ほとんどが20代のこの団体、とにかくよく飲む。
入れ替わり立ち替わり、生ビール、缶チューハイ、サワー等々大量に買っていく。
時々、一気コールが聞こえてくる。
そして、大量のジョッキ、空き缶、空きビンを持ってきて、また大量に買っていく。
アルコールが飛ぶように売れるので、こちらも在庫をガンガン補充。
そんな状態が続いていた。
しばらくすると、何人か騒ぎながら砂浜に出て行った。
中にはサワーの缶を持って、
「お兄さ~ん、男梅おいしいね~!」
と叫びながら走っているねぇさんもいた。
あとから出てきたにぃさんに、
「にぃさん、あのねぇさん大丈夫か?」
と聞くと、
「もうかなり飲んでるんスよ。」
と言いながら追いかけて行った。
残って飲んでいるメンバーもかなりテンションが高い。
それでも何人か酒豪がいるのか、乱れる事なくそれなりに統率は取れていた。
そんな飲んで騒いでいたこのイベントも、そろそろ終了の時間らしく、帰る準備を始めた。

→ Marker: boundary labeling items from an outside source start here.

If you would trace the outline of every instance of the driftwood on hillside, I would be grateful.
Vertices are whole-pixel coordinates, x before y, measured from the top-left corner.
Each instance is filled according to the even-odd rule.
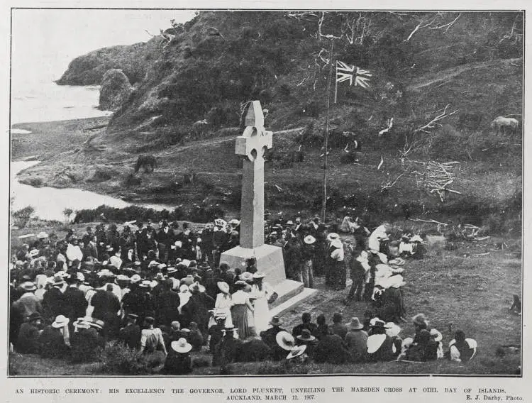
[[[458,161],[450,161],[449,162],[437,162],[436,161],[428,161],[424,162],[422,161],[411,161],[416,164],[423,165],[422,172],[418,170],[411,171],[411,174],[416,175],[416,179],[421,183],[428,190],[431,194],[436,194],[440,197],[441,202],[445,201],[446,192],[462,194],[457,190],[450,189],[449,185],[455,182],[456,175],[453,172],[453,166],[459,164]]]

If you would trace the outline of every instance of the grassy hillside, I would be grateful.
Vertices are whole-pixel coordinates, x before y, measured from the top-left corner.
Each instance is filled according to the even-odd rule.
[[[132,201],[192,204],[206,198],[237,214],[240,104],[259,99],[268,110],[266,126],[275,132],[269,159],[300,148],[306,153],[290,167],[267,162],[267,208],[315,214],[321,202],[327,63],[340,60],[373,75],[369,89],[340,83],[338,103],[330,109],[330,219],[353,207],[370,217],[426,215],[497,231],[520,228],[521,136],[494,133],[489,124],[497,116],[521,120],[522,15],[328,13],[322,35],[341,35],[332,57],[330,40],[318,35],[320,16],[201,12],[179,30],[169,28],[175,36],[140,63],[143,79],[109,126],[70,131],[80,142],[62,147],[60,162],[50,158],[23,180],[31,183],[38,174],[52,186],[89,187]],[[443,111],[447,116],[419,130]],[[203,118],[209,125],[193,128]],[[62,130],[40,128],[30,129],[44,138]],[[360,150],[343,137],[345,131],[354,133]],[[15,144],[14,157],[28,155]],[[48,157],[54,152],[43,150]],[[157,157],[154,173],[134,175],[140,153]],[[457,162],[449,188],[458,193],[446,192],[442,201],[430,192],[419,163],[430,160]],[[57,175],[65,167],[72,175]],[[193,185],[183,181],[191,171],[197,174]]]

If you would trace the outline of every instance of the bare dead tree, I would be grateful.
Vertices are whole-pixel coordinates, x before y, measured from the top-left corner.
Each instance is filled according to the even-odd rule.
[[[404,175],[404,173],[405,172],[403,172],[402,174],[399,175],[394,182],[388,181],[387,182],[382,182],[380,185],[381,193],[383,192],[387,189],[390,189],[391,187],[392,187],[396,183],[397,183],[397,181],[401,178],[401,176]]]
[[[414,130],[414,133],[418,133],[418,132],[431,133],[431,131],[433,130],[433,128],[436,128],[437,126],[441,127],[442,124],[439,123],[440,121],[445,118],[448,118],[451,115],[454,115],[456,112],[458,111],[458,109],[457,109],[456,111],[454,111],[450,114],[448,114],[447,109],[450,106],[450,104],[448,104],[447,105],[445,105],[445,107],[443,109],[443,111],[441,111],[440,114],[437,115],[428,123],[426,123],[423,126],[420,126],[416,130]],[[442,109],[440,109],[439,111],[436,111],[436,113],[440,112],[440,111],[442,111]]]
[[[458,16],[456,18],[455,18],[455,19],[453,20],[452,21],[445,23],[440,26],[436,25],[436,22],[438,20],[440,20],[441,18],[444,18],[446,14],[448,14],[448,13],[436,13],[436,14],[432,15],[432,16],[429,15],[428,17],[424,16],[419,21],[418,25],[416,26],[414,30],[412,30],[412,31],[410,33],[410,35],[408,35],[408,37],[406,38],[406,39],[404,40],[404,42],[408,42],[412,38],[414,33],[416,33],[420,29],[423,29],[426,28],[428,28],[432,30],[444,30],[443,31],[443,33],[447,33],[447,31],[449,31],[449,28],[451,26],[453,26],[454,23],[457,21],[457,20],[460,18],[461,14],[458,14]]]

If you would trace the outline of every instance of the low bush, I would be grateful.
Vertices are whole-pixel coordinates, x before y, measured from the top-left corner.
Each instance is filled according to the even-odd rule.
[[[123,375],[143,375],[152,373],[153,363],[126,346],[111,341],[101,353],[103,373]]]
[[[129,187],[131,186],[140,184],[142,182],[143,178],[141,177],[138,177],[134,173],[131,172],[128,174],[127,177],[126,177],[124,184],[126,187]]]
[[[43,180],[40,177],[32,177],[26,182],[30,186],[33,186],[35,187],[40,187],[43,186]]]
[[[27,206],[23,209],[13,211],[11,214],[13,225],[18,228],[24,228],[34,212],[35,209],[31,206]]]
[[[194,222],[207,223],[217,218],[223,218],[225,211],[218,205],[196,204],[190,210],[182,206],[176,207],[172,211],[162,210],[157,211],[153,209],[147,209],[139,206],[128,206],[123,209],[99,206],[96,209],[84,209],[76,211],[77,223],[94,222],[101,221],[102,215],[109,221],[126,222],[133,220],[147,221],[160,221],[161,220],[179,221],[184,219]]]

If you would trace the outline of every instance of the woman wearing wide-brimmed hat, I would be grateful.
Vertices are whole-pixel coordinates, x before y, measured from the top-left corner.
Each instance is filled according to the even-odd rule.
[[[303,238],[301,257],[303,258],[303,269],[301,270],[301,282],[307,288],[314,287],[314,272],[312,267],[312,260],[316,253],[316,238],[307,235]]]
[[[190,350],[192,346],[182,337],[170,343],[168,355],[165,361],[163,372],[168,375],[182,375],[192,372]]]
[[[251,286],[250,297],[253,301],[253,321],[257,334],[268,329],[270,307],[268,304],[277,299],[277,294],[269,283],[264,281],[266,275],[261,272],[253,274],[253,285]]]
[[[57,315],[51,325],[44,328],[39,337],[40,355],[45,358],[66,356],[70,350],[68,318]]]
[[[327,239],[328,248],[327,250],[326,285],[333,289],[343,289],[345,288],[347,280],[343,244],[338,234],[335,233],[330,233],[327,236]]]
[[[216,301],[214,302],[214,316],[220,314],[225,314],[226,326],[233,327],[233,319],[231,318],[233,298],[229,292],[229,285],[224,281],[218,281],[216,285],[221,292],[216,294]]]
[[[209,338],[209,319],[211,317],[209,311],[214,307],[214,299],[206,292],[205,287],[198,282],[192,284],[190,289],[190,298],[182,308],[186,324],[196,322],[204,340]]]
[[[250,301],[250,294],[244,291],[247,285],[243,280],[237,281],[235,283],[236,292],[231,295],[233,324],[238,329],[239,337],[243,340],[255,334],[253,324],[253,306]]]
[[[380,320],[371,325],[371,336],[367,338],[366,360],[370,362],[391,361],[400,353],[394,341],[386,333],[386,324]]]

散らかっていた荷物が、徐々に持ち主に片付けられていく。
大体こういうグループは、必ず忘れ物をしていく。
オレは彼らのところに行って、
「忘れ物しないようにね。大丈夫?」
と声をかけた。
テーブルやイスには、まだTシャツやタオルが残っている。
オレはそこで指示を出しているにぃさんに、
「このトランクスは?」
と聞いた。
にぃさんは、
「おーい!これ誰のだ-!」
と叫んで、持ち主に渡す。
そんな感じで、
「このタオルは?」
「あっ、それは捨てちゃって下さい。」
「このTシャツは?」
「このTシャツ誰だ-!」
こんな繰り返しが何度かあり、
最後に手に取ったのは、やけに小さい布のかたまり。
広げてみるとTバック。
ビキニのインナーショーツだ。
オレは、
「これは?」
と広げて見せた。
まわりの酔っている仲間は、
「おっ、Tバック。」
とか言ってふざけている。
にぃさんは、
「おーい!〇〇-!」
と名前を呼んで渡していた。
忘れ物もなく、帰る準備ができたところで集合写真を撮ることになった。
何枚か写真を撮り、カメラを返した。
リーダーのオーナーが、
「今日はお世話になりました。」
他のメンバーも口々に、
「お世話になりました。」
「ありがとうございました。」
と言って駅に向かって歩き始めた。
そこで、歩きながら誰かが、
「そういえば、なんでオマエあのTバックが〇〇のだって知ってんだ?」
と、あのにぃさんに聞いた。
他の仲間からも、
「オマエ、〇〇と付き合ってんのか?」
とか、
「Tバックはいてるところ見たのか?」
女の子たちも、
「〇〇、アンタ⬛⬛君と付き合ってるの?」
とか、
「もうしちゃったの?」
とかTバックのねぇさんを問いつめている。
みんな酔っているので遠慮がない。
結構生々しいツッコミもあった。
そんな状態で駅に向かって歩いて行った。
多分、帰りの電車の中は大変なことになっただろう。
因みに、男梅を持って走っていたねぇさんは、
酔いつぶれ、そんな騒ぎも知らぬまま、両肩を抱えられ運ばれるように帰って行った。